Water/Rock Reactions In Oman Hyperalkaline Aquifers And Implications For Microbial Habitability
Miller, Hannah M 1 ; Matter, Juerg 2 ; Kelemen, Peter 3 ; Ellison, Eric 4 ;Templeton, Alexis 5
1 University of Colorado Boulder
2 University of Southampton, UK
3 Lamont-Doherty Earth Observatory of Columbia University
4 University of Colorado at Boulder
5 University of Colorado Boulder
Hyperalkaline fluids (pH >10), rich in Ca2+, H2 and CH4, accessed from subsurface wells situated in the Samail ophiolite in Oman were studied to investigate their geochemistry, gas concentrations, and isotopic signatures. This data was integrated with analyses of recovered well chips to elucidate alteration processes affecting ultramafic rocks in the subsurface of Oman as they undergo modern water/rock reactions. All previous work on Oman serpentinizing fluids has focused on surface seeps, which quickly lose their reducing character and precipitate carbonates when they contact the atmosphere. Analyzing the geochemistry from the subsurface itself, and the rocks reacting with those fluids, provides much greater insight into the operative reactions in serpentinizing aquifers.
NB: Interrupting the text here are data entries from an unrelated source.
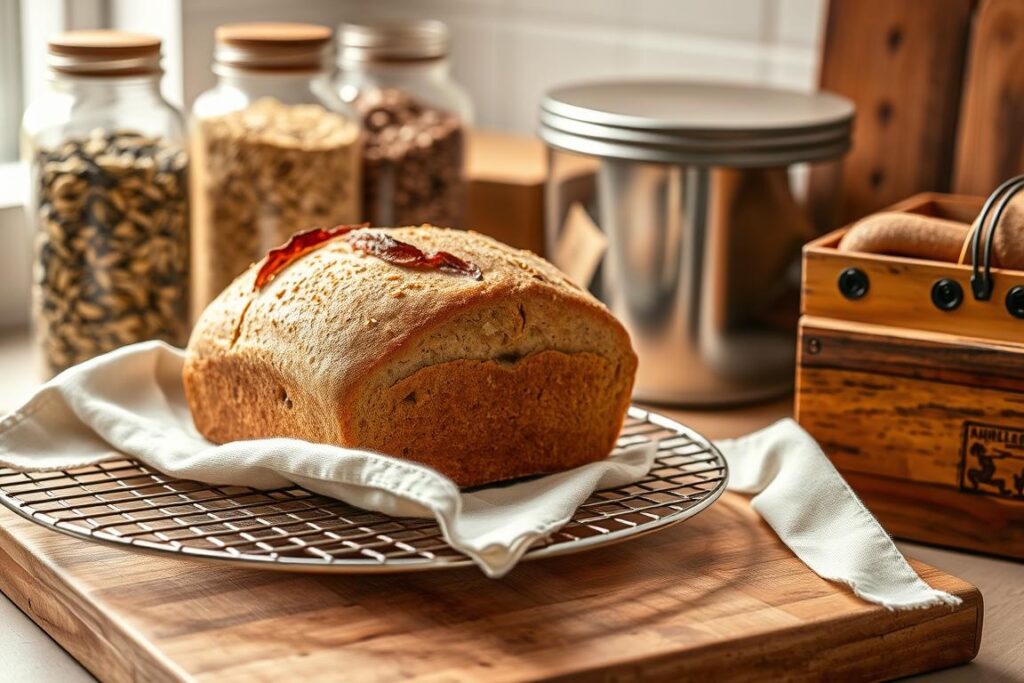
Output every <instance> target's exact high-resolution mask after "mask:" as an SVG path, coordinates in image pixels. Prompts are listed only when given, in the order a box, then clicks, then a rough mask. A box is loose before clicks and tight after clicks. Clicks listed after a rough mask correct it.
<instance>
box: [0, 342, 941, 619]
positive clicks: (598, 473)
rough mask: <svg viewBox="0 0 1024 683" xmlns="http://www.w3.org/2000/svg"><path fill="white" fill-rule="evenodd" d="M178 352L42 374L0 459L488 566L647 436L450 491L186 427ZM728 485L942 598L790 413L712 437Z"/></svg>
mask: <svg viewBox="0 0 1024 683" xmlns="http://www.w3.org/2000/svg"><path fill="white" fill-rule="evenodd" d="M183 357H184V356H183V353H182V351H180V350H178V349H175V348H172V347H170V346H168V345H166V344H164V343H161V342H144V343H141V344H134V345H132V346H127V347H124V348H121V349H119V350H117V351H113V352H111V353H106V354H104V355H102V356H99V357H97V358H93V359H92V360H89V361H87V362H84V364H81V365H79V366H76V367H75V368H72V369H70V370H68V371H66V372H63V373H61V374H60V375H58V376H57V377H55V378H54V379H52V380H51V381H49V382H47V383H45V384H43V385H41V386H40V388H39V389H38V390H37V391H36V393H35V394H34V395H33V396H32V397H31V398H30V399H29V401H28V402H27V403H26V404H25V405H24V407H23V408H20V409H19V410H17V411H15V412H13V413H11V414H10V415H9V416H7V417H5V418H4V419H3V420H2V421H0V465H2V466H5V467H11V468H14V469H19V470H27V471H28V470H33V471H42V470H59V469H69V468H73V467H79V466H85V465H92V464H95V463H98V462H102V461H104V460H118V459H122V458H124V457H125V456H129V457H132V458H135V459H137V460H139V461H141V462H143V463H145V464H147V465H150V466H151V467H153V468H155V469H157V470H160V471H162V472H164V473H166V474H168V475H171V476H174V477H180V478H184V479H196V480H199V481H203V482H206V483H213V484H225V485H226V484H231V485H240V486H252V487H254V488H278V487H282V486H287V485H289V484H290V483H295V484H299V485H301V486H303V487H305V488H307V489H309V490H312V492H315V493H317V494H323V495H325V496H329V497H331V498H336V499H339V500H342V501H345V502H346V503H349V504H351V505H355V506H357V507H360V508H366V509H370V510H377V511H380V512H383V513H385V514H389V515H393V516H416V517H434V518H435V519H436V520H437V522H438V525H439V526H440V528H441V531H442V533H443V536H444V539H445V541H446V542H447V543H449V544H450V545H451V546H452V547H453V548H455V549H457V550H459V551H460V552H463V553H465V554H466V555H467V556H469V557H470V558H471V559H472V560H473V561H474V562H475V563H476V564H477V565H478V566H479V567H480V568H481V569H482V570H483V571H484V572H485V573H486V574H487V575H488V577H492V578H499V577H502V575H504V574H505V573H507V572H508V571H509V570H510V569H511V568H512V567H513V566H515V564H516V562H518V560H519V559H520V558H521V557H522V554H523V553H524V552H525V551H526V550H527V549H528V548H529V547H530V545H531V544H534V543H535V542H536V541H537V540H539V539H543V538H545V537H547V536H548V535H550V533H552V532H553V531H555V530H556V529H558V528H559V527H560V526H562V525H563V524H564V523H565V522H566V521H568V519H569V518H570V517H571V516H572V514H573V512H574V511H575V509H577V507H579V505H580V504H581V503H583V502H584V501H585V500H586V499H587V498H588V497H589V496H590V495H591V494H592V493H593V492H594V490H596V489H599V488H609V487H615V486H623V485H626V484H628V483H631V482H633V481H636V480H638V479H640V478H642V477H643V476H644V475H645V474H646V473H647V472H648V471H649V470H650V467H651V465H652V462H653V458H654V455H655V454H654V444H653V443H642V444H638V445H636V446H631V447H629V449H626V450H624V451H622V452H618V453H616V455H615V456H613V457H611V458H609V459H608V460H606V461H603V462H600V463H594V464H590V465H586V466H584V467H580V468H577V469H574V470H571V471H568V472H561V473H559V474H552V475H548V476H544V477H540V478H537V479H532V480H528V481H523V482H519V483H515V484H512V485H506V486H497V487H490V488H481V489H476V490H470V492H461V490H460V489H459V488H458V486H456V484H455V483H454V482H453V481H452V480H450V479H447V478H446V477H444V476H442V475H441V474H439V473H437V472H435V471H434V470H432V469H430V468H427V467H423V466H420V465H416V464H414V463H410V462H408V461H402V460H398V459H396V458H391V457H388V456H383V455H380V454H376V453H369V452H366V451H357V450H353V449H343V447H339V446H335V445H327V444H321V443H309V442H307V441H302V440H298V439H291V438H270V439H259V440H251V441H236V442H232V443H225V444H222V445H215V444H213V443H211V442H209V441H207V440H206V439H205V438H204V437H203V436H202V435H200V433H199V432H198V431H197V429H196V427H195V426H194V424H193V421H191V416H190V415H189V412H188V407H187V404H186V402H185V398H184V390H183V387H182V384H181V368H182V362H183ZM719 446H720V447H721V449H722V451H723V453H724V455H725V456H726V459H727V460H728V462H729V466H730V470H731V479H730V483H729V487H730V488H732V489H734V490H737V492H741V493H750V494H757V496H755V498H754V499H753V501H752V504H753V506H754V508H755V509H756V510H757V511H758V512H759V513H760V514H761V515H762V516H763V517H764V518H765V520H766V521H767V522H768V523H769V524H770V525H771V526H772V528H774V529H775V530H776V532H777V533H778V535H779V537H780V538H781V540H782V541H783V543H785V544H786V545H787V546H788V547H790V548H792V549H793V551H794V552H795V553H796V554H797V556H798V557H800V559H801V560H803V561H804V562H805V563H806V564H807V565H808V566H809V567H810V568H811V569H813V570H814V571H816V572H817V573H818V574H819V575H821V577H822V578H824V579H828V580H830V581H837V582H841V583H844V584H847V585H849V586H850V587H851V588H852V589H853V590H854V592H855V593H856V594H857V595H859V596H860V597H862V598H863V599H865V600H869V601H871V602H878V603H881V604H884V605H886V606H887V607H891V608H911V607H924V606H930V605H933V604H938V603H947V604H954V603H955V602H956V601H957V599H956V598H955V597H953V596H950V595H948V594H946V593H942V592H940V591H935V590H933V589H931V588H930V587H928V586H927V585H926V584H925V583H924V582H923V581H922V580H921V578H920V577H918V574H916V573H915V572H914V571H913V569H911V568H910V566H909V565H908V564H907V563H906V560H904V559H903V557H902V555H900V554H899V551H898V550H897V549H896V547H895V545H893V543H892V541H891V540H890V539H889V537H888V535H886V532H885V531H884V530H883V529H882V527H881V526H880V525H879V523H878V522H877V521H876V520H874V518H873V517H872V516H871V515H870V513H869V512H867V510H866V509H865V508H864V507H863V505H862V504H861V503H860V502H859V501H858V500H857V498H856V497H855V496H854V495H853V493H852V492H851V490H850V488H849V486H848V485H847V484H846V482H845V481H844V480H843V478H842V477H841V476H840V475H839V473H838V472H837V471H836V469H835V468H834V467H833V466H831V463H829V461H828V460H827V458H825V457H824V455H823V454H822V453H821V451H820V449H818V446H817V444H816V443H815V442H814V440H813V439H812V438H811V437H810V436H809V435H808V434H807V433H806V432H804V431H803V430H802V429H801V428H800V427H799V426H797V424H796V423H795V422H793V421H792V420H788V421H781V422H779V423H777V424H775V425H773V426H771V427H769V428H767V429H765V430H763V431H761V432H758V433H756V434H752V435H750V436H746V437H743V438H740V439H735V440H729V441H722V442H720V443H719Z"/></svg>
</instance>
Wells at 33C contain around 30mM of Cl-, 3mM Ca2+, negligible Mg+ (<0.007mM) and no detectable dissolved organic carbon. The subsurface fluids contain 0.17-0.67mM H2 of -680 to -685.7 per mil δD H2 predicted to have formed at ~50C. CH4 is also found in the fluids (0.04-1.44 mM) with heavy δ13C CH4 per mil values (2.4-3) and δD CH4 from -205 to -232 per mil. The CH4 falls into the traditionally interpreted abiotic range based off isotopic signatures and has the most isotopically heavy carbon reported in the literature thus far. These gas-rich fluids have evolved through low temperature oxidation and hydration of reduced Fe-species present in the peridotite. Two distinct generations of serpentine are present as visualized by micro-Raman microscopy. Magnetite veins are closely associated with the generation two serpentine, and 2-10um amorphous black specks of magnetite overprint all minerals in the well chips. The extensive magnetite formation and Fe(III)-rich serpentine both may contribute to H2generation at low temperatures.
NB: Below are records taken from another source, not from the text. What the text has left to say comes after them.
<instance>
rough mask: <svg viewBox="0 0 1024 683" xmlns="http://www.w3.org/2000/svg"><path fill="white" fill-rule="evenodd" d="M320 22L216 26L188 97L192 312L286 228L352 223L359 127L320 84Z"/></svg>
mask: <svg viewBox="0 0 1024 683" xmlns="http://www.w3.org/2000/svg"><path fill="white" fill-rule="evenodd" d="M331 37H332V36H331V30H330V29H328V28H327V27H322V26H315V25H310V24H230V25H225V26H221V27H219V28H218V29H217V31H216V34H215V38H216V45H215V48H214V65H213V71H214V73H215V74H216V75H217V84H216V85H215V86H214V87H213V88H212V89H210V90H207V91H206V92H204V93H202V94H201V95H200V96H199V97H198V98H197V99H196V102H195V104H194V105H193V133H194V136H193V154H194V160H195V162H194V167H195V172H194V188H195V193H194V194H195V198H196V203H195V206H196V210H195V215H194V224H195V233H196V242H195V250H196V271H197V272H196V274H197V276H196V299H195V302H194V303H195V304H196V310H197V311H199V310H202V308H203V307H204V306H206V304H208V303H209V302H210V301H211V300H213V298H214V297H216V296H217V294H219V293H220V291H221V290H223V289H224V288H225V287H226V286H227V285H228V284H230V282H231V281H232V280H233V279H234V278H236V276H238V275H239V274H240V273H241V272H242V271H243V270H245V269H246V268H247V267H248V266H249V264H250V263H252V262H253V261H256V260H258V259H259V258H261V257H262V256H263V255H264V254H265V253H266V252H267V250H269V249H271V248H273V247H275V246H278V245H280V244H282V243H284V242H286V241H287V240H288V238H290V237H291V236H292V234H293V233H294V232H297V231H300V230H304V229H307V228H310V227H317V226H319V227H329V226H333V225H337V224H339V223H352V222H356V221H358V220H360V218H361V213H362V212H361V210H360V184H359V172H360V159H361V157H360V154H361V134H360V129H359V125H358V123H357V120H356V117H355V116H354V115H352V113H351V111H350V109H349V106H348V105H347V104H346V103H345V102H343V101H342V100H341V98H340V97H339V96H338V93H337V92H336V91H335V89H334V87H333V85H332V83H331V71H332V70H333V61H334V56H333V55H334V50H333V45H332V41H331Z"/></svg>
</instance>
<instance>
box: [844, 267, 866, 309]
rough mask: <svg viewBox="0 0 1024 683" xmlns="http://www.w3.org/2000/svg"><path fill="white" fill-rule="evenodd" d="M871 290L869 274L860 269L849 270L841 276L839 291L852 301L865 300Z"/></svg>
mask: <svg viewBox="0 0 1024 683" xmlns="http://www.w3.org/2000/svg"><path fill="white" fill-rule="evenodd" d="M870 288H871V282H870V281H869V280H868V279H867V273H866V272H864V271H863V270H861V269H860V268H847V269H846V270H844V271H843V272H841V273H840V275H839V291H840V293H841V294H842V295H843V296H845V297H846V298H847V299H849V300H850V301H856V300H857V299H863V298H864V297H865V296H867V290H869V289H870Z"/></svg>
Understanding the aqueous geochemistry and mineralogy in the subsurface has provided insight into the geochemistry that can be support microbial life in the subsurface as H2 and CH4 are powerful electron donors that can be paired with nitrate-,sulfate-,and iron-reduction as well as methanogenesis and anaerobic methane oxidation. Preliminary 16S rRNA sequencing of fluids from well water reveals a mixture of anaerobic and aerobic organisms with a variety of metabolisms linked to the geochemical environment.